Definition of caravan in English:
- More than 200 exhibitors will be offering an unrivalled selection of the very latest models of caravans, motorhomes, holiday homes and camping equipment.
- To anybody who has ever endured a caravan holiday in Ireland, mobile homes will always conjure up images of laminate interiors, chintzy furnishings and Travel Scrabble.
- It is also estimated that some one-in-three adults have been camping or taken a caravan holiday at some time.
- But in our case, one must not only build a caravan of gypsy wagons with their own two hands - but make an entire sideshow carnival!
- With his dog and his young friends he'd set out in his vardo - a horse-drawn gypsy caravan - and end up in the most wonderful, strange and exciting places.
- As late as the 1930s, the area around the portes d' Italie, Choisy and Ivry was a no-man's land dotted by Gypsy caravans and shacks.
- Our little covered caravan was dwarfed by these new surroundings.
- At the end of the road stood a canvas covered caravan and beside it a tiny theatre, a miniature stage with a black curtain backdrop.
- This tiny caravan, organised with military precision, is home to scores of costumes, with an outfit for every cog in the wheel that drives the circus operation.
- It is believed that the dogs got their name from travelling with caravans of traders.
- The caravan of desert travelers came over the ridges of sand, marching ceaselessly under the blazing yellow sun.
- In older books I found tales of desert caravans, raids by Bedouin clans, near starvation, and hard-won spiritual enlightenment.
- The entire entourage was traveling across a long dirt road, like a caravan, with animals and performers and equipment and everything in tow.
- Then I heard cars, and I turned to see a caravan of vehicles pulling up behind mine.
- What they're going to do about it: First, they're going to drive very slowly to Ottawa in a caravan involving dozens of cars.
The first use of caravan was for a group of people travelling together across a desert in Asia or North Africa.
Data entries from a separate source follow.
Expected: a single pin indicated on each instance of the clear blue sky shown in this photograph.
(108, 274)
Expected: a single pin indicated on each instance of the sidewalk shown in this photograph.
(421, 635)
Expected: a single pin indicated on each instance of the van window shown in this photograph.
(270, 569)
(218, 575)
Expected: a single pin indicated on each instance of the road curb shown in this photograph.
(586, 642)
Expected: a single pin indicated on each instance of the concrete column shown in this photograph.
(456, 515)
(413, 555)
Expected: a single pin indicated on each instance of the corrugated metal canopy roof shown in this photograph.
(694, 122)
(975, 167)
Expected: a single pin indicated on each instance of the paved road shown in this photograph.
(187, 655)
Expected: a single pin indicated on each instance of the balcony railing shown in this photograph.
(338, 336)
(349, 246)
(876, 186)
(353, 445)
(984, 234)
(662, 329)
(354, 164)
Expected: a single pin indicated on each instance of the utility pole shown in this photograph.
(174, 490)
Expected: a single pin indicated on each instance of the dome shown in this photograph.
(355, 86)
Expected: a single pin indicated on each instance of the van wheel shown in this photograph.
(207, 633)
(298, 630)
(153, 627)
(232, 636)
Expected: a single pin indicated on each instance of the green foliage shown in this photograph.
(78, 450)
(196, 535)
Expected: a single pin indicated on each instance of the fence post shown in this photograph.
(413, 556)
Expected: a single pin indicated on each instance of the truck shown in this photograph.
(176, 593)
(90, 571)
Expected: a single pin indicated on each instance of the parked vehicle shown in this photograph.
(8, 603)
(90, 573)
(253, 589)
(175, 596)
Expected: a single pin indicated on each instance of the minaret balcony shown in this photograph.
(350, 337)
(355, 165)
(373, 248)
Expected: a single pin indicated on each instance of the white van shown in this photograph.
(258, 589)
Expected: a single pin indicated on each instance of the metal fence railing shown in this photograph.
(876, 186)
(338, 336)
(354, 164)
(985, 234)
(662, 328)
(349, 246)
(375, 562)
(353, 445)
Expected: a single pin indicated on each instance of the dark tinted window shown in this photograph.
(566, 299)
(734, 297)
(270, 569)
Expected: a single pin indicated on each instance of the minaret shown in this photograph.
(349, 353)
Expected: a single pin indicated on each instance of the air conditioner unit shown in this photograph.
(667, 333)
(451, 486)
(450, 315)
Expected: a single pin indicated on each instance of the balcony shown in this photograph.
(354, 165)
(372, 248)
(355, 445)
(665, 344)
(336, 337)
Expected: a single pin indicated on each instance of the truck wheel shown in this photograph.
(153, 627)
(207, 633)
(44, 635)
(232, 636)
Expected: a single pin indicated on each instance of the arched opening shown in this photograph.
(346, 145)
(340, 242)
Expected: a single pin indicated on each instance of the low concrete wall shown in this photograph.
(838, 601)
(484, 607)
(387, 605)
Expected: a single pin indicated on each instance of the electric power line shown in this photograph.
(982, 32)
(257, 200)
The word comes from French caravane, from Persian kārwān. The sense ‘covered horse-drawn wagon’ dates from the early 19th century; during this period it also described a third class ‘covered carriage’ on a railway. A caravanserai (late 16th century) is from Persian kārwānsarāy, literally a ‘caravan palace’: the word is either the same as the early sense of caravan or describes an inn with a central courtyard for travellers. Van (early 19th century) is a shortening of caravan, to which the word also sometimes refers. The earlier van (early 17th century), ‘the foremost part of a group of people’, found as part of the phrase in the van of, is also an abbreviated form, from vanguard (Late Middle English), whose first part was from Old French avant ‘before’ ( compare vamp). The workman's white van is such a familiar sight that white van man has recently entered the language to mean an aggressive male van driver, or more widely an ordinary working man with forthright views.